Ekonomik ve insani kalkınma doğal kaynakların insan lehine dönüştürülmesine dayanır. Nüfus artışı ve bununla birlikte yaşam kalitesini yükseltme arayışı bu kaynakların en verimli bir şekilde kullanılmasını zorunlu kılıyor. Bunun tersi, yoksunluk, yoksulluk ve kriz demektir.
KKTC’nin gelişebilmesi için başta insan kaynağı olmak üzere doğal ve ekonomik tüm kaynaklarının korunup geliştirilmesi gerekiyor. Temenniler buna yetmeyeceğine göre bu amaçla somut programlar hazırlamak; bu programları yürütebilmek için yerel veya dış kaynak temin etmek; bilgi sağlamak ve işbirlikleri geliştirmek ihtiyacı vardır. Bu durumda da akla hemen Türkiye ile işbirliğini geliştirmek geliyor.
KKTC, son günlerde moda olduğu şekilde kendi ayakları üzerinde durmak istiyorsa sahip olduğu kaynakları en iyi şekilde korumakla kalmayıp, geliştirmek zorundadır da… Yağmur sularını yeraltında biriktirmek, gençleri en iyi şekilde eğitmek, insan sağlılığı korumak gibi faaliyetler temel kaynakların korunması demektir.
Yaratılan ekonomik değerin bir kısmına devlet vergi olarak el koymakta ve bu kaynak, ortak hizmetler için harcanmaktadır. Verginin kaynağı olan ekonominin korunup geliştirilmesi, toplanan vergilerin korunması ve en doğru şekilde harcanması da kaynakların korunup geliştirilmesi kapsamında değerlendirilmelidir.
KKTC kaynaklarının korunup geliştirilmesi için paraya, bilgiye ve işbirliğine ihtiyaç duyulduğu anda aklımıza gelen ülke ise elbette Türkiye’dir. Türkiye ile iyi ilişkiler kurmak ve bunu geliştirmek, KKTC için çok önemli bir kaynak olarak düşünülmelidir.
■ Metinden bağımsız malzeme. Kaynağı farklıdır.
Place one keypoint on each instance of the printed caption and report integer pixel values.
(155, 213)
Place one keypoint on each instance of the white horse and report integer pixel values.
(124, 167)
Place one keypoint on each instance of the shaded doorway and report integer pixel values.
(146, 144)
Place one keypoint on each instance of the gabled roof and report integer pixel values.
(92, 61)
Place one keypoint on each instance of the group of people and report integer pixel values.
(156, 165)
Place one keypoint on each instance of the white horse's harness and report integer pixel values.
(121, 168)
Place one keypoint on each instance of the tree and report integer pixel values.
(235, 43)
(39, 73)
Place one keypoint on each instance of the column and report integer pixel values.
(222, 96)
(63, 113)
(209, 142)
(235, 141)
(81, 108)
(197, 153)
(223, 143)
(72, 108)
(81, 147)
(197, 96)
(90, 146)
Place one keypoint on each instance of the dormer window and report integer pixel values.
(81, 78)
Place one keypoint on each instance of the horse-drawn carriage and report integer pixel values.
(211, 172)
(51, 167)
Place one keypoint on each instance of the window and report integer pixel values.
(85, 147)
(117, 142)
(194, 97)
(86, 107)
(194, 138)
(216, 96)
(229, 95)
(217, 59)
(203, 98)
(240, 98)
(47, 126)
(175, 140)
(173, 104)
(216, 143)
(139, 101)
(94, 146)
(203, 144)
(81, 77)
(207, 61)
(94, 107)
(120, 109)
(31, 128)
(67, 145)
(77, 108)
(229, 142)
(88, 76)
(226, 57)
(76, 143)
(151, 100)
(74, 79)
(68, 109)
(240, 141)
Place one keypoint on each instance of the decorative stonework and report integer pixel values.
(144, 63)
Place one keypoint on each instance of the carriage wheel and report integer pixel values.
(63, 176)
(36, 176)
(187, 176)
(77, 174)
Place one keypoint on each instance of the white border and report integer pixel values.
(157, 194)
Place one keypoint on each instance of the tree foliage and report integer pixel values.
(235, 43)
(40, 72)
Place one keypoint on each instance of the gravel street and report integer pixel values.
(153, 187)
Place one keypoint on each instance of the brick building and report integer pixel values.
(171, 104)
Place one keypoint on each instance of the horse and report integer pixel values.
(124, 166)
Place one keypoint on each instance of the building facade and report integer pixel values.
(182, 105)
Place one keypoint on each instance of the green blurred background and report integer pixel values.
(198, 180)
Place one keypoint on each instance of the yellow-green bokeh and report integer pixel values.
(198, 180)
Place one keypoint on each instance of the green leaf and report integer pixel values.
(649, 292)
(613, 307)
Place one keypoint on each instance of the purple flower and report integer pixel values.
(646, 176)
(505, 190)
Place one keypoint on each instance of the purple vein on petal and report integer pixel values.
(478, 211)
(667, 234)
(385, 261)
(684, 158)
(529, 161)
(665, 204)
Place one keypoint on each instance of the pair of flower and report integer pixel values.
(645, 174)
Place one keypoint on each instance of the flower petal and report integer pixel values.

Cumhurbaşkanı Akıncı, Türkiye’den gelen suyu taşıyan hatta meydana gelen arıza üzerine yaptığı değerlendirmede, KKTC’deki su kaynaklarının korunmasından ve tasarruflu kullanılmasından söz etti. Aslında her türlü kaynak korunmalı, tasarruf edilmeli ve geliştirilmelidir. Cumhurbaşkanlığı seçimlerinin yaklaştığı bu günlerde, KKTC’nin en yüksek makamı için aday olanların bu konudaki düşüncelerini açıklamalarını duymak ise KKTC seçmeninin en temel hakkı olarak değerlendirilmelidir.